No way. If he could do that he'd be a billionaire. :)

Take my wife, please
Wednesday, May 12, 2004

Yes the phrase 'known good' is the operative one there.  Quite how you know is another matter.

Simon Lucy
Wednesday, May 12, 2004

The usual way to avoid this problem is to choose some amazingly obscure vendor compiler--preferably one that is years out of date, and only runs on some weird Unix--and use it to compile a random version of GCC.  Then cross-compile GCC for a more normal architecture, and proceed with the bootstrap from there.

If you're really paranoid, repeat the process a second time with a different vendor compiler.  Then take the GCCs you built in the previous two steps, and use them to compile new GCCs.  Then do a byte-by-byte comparison of the final results.  If you don't get an exact match, build another set of GCCs, etc.

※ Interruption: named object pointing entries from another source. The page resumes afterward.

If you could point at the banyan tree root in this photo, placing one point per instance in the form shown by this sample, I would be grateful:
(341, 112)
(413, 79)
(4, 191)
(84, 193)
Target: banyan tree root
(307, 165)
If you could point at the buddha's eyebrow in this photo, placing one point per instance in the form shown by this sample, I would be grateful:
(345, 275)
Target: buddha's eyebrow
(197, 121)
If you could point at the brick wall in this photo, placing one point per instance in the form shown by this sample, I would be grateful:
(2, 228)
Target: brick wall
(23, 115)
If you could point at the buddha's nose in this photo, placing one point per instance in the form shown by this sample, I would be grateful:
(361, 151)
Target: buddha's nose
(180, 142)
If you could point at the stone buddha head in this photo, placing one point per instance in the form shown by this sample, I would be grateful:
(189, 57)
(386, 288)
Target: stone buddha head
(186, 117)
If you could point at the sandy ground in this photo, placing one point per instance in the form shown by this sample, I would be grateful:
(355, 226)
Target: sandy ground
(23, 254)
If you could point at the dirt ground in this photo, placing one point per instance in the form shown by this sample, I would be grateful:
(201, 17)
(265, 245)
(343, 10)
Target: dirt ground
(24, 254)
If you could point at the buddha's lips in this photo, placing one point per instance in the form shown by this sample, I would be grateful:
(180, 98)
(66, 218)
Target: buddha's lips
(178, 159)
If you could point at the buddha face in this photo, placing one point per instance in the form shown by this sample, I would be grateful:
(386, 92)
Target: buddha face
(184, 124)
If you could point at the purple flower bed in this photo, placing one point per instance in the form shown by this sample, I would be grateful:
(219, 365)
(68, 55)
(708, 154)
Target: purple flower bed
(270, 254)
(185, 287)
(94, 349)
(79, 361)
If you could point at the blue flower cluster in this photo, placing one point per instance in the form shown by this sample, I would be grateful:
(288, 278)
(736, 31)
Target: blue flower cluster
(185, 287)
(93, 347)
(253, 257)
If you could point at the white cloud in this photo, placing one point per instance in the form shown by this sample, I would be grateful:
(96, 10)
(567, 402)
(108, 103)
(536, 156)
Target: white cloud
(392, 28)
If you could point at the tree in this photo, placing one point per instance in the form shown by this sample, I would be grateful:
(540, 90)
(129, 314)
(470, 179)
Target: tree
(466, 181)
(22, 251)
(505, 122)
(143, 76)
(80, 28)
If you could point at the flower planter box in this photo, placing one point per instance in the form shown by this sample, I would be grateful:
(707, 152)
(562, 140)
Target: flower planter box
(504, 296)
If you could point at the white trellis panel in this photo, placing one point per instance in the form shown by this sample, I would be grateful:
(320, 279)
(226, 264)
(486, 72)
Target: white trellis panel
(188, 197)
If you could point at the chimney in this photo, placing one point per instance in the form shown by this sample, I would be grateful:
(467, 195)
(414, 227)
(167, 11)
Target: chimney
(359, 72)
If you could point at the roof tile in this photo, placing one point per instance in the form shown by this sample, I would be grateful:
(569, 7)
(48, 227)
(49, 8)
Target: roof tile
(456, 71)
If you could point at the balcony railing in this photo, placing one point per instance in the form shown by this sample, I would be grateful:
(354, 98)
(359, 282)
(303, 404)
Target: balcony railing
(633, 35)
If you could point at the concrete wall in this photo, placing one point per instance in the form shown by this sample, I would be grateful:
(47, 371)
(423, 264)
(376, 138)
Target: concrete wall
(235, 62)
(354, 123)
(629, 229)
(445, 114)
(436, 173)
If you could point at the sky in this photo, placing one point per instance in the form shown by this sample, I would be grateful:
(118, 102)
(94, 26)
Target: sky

Sooner or later, your compilers should converge.

J. Random Hacker
Wednesday, May 12, 2004

That only works if Ken didn't put the backdoor in the source compiler that was used to compile all future compilers.

Under Bridge Dweller
Wednesday, May 12, 2004

A trojan in the ancestors of all compilers wouldn't work--the Reflections on Trusting Trust compiler would detect itself being compiled--not all compilers in general, right?  So if you had the trojaned compiler compile a totally new compiler, then use the resulting compiler to compiler the original compiler, you're PROBABLY in the clear, unless Thompson could somehow have anticipated your compiler and made his compiler trojan that one too--which sounds hard, if not incomputable, to me.